Medium-chain acyl-CoA dehydrogenase (MCAD) deficiency (MCADD) is a rare autosomal recessive inborn error of mitochondrial fatty acid oxidation. MCAD is essential for fatty acid j3-oxidation during hepatic ketogenesis, which provides a major source of energy once hepatic glycogen stores are exhausted during extended fasting and periods of increased energy demand. The inability to metabolize these fatty acids results in hypoketotic hypoglycemia and the accumulation of toxic partially metabolized fatty acids. Intercurrent infection, extended fasting, excessive alcohol intake, vomiting, or diarrhea can lead to serious illness, including encephalopathy and even sudden death. Young people with MCADD are followed up on a regular basis by their metabolic disease specialist, and they are informed about risk factors as they advance through adolescence and adulthood. They should also carry along a written emergency management plan and relevant contact numbers.
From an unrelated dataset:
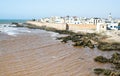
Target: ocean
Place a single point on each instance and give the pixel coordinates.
(9, 21)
We describe a case of a 17-year-old female who attended her local emergency care center complaining of severe abdominal pain, vomiting, muscle ache, and poor oral intake. She was known to have MCADD; however, her emergency care plan had a date from eight years ago. She made a rapid recovery after receiving intravenous glucose and other therapies. The patient's concerns and knowledge about MCADD were not fully appreciated at the initial stage due to the rare nature of the disease. This in combination with the absence of current notes on the system, an emergency care plan dated from eight years ago, and the need to obtain specialist advice led to a slight delay in commencing specific therapy. This case report serves as a reminder of the emergency presentation of young people with MCADD, emphasizing the importance of effective communication between the patient, their parents, and the treating clinicians, obtaining the emergency care plan and recommendations, and communicating with the metabolic disease specialist.